Mijn voormoeder Prinses van Van Meel (1714-1792) was
samen met haar kinderen (3 zoons en 1 dochter), kleinkinderen en achterkleinkinderen
eigendom van Alida Wossink en haar 3 achtereenvolgende echtgenoten. Toen
Prinses in 1772 de vrijheid kreeg bleven haar nazaten in bezit van Wossink In
1785 kreeg Prinses haar oudste zoon Cojo vrij. Wossink en haar laatste
echtgenoot Coetzee overleden kort na elkaar in het najaar van 1785. Prinses had
het geluk dat haar hele familie bij elkaar was gebleven bij hun eigenares Ook
daarna bleven ze bij elkaar.
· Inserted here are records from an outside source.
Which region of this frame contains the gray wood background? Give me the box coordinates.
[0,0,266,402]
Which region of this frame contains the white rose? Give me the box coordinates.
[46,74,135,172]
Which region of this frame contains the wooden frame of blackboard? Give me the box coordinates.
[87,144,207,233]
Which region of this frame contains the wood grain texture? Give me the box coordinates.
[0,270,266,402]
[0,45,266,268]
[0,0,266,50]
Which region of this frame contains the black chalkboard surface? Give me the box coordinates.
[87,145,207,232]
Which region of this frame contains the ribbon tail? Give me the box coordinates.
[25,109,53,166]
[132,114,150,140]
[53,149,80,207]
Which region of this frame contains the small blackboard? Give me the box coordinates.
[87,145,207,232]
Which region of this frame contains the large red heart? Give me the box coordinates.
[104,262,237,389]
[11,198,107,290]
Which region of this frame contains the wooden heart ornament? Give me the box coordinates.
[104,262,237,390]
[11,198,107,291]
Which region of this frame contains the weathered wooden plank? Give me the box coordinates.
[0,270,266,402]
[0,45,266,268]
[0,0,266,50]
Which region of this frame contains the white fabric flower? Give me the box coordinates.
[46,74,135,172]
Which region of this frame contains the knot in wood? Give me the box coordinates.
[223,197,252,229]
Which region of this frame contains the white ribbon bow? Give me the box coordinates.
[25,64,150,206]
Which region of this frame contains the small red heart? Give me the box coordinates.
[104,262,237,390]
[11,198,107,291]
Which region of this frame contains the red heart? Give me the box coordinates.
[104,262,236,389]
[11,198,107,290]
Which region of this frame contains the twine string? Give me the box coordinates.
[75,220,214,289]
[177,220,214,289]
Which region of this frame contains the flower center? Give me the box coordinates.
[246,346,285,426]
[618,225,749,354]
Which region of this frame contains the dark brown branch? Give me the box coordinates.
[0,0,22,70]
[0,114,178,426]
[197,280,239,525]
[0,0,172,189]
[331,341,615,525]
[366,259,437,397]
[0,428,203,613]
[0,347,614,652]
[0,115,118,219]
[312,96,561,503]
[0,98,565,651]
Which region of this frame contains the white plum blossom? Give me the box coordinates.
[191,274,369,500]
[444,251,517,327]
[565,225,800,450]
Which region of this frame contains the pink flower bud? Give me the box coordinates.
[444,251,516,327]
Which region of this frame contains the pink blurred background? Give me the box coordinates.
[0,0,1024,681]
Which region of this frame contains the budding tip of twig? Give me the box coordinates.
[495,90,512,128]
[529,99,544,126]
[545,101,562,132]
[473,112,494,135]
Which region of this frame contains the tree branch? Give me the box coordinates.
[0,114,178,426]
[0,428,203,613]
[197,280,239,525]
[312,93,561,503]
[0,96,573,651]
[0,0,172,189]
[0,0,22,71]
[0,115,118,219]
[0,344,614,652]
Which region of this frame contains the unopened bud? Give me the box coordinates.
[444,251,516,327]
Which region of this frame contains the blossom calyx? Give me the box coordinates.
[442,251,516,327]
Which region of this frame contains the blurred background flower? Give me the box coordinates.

De meeste afstammelingen van Prinses konden in de
jaren na 1792, 1798-1799 gezamenlijk hun vrijheid verwerven.
Niet alle slavenfamilies hadden dit geluk. In veel
slavenlijsten van de plantages worden de slaven opgesomd in de volgorde:
mannen, vrouwen, jongens en meisjes, zonder onderlinge verwantschap.
Toch zijn er ook lijsten waarin wel de verwantschap
tussen moeders en kinderen wordt vermeld. Soms werden een aantal slaven echt
aangeduid als een familie. Dit is echter alleen maar de relatie
moeder-kind-kleinkind. Bij deze wijze van vermelden zijn ook broers-zusters te
herkennen.
De vaders waren waarschijnlijk bij deze slavenfamilies bekend en mogelijk soms ook bij de eigenaren, maar werden niet geregistreerd. Het vaderschap speelde voor de slaveneigenaar geen enkele rol.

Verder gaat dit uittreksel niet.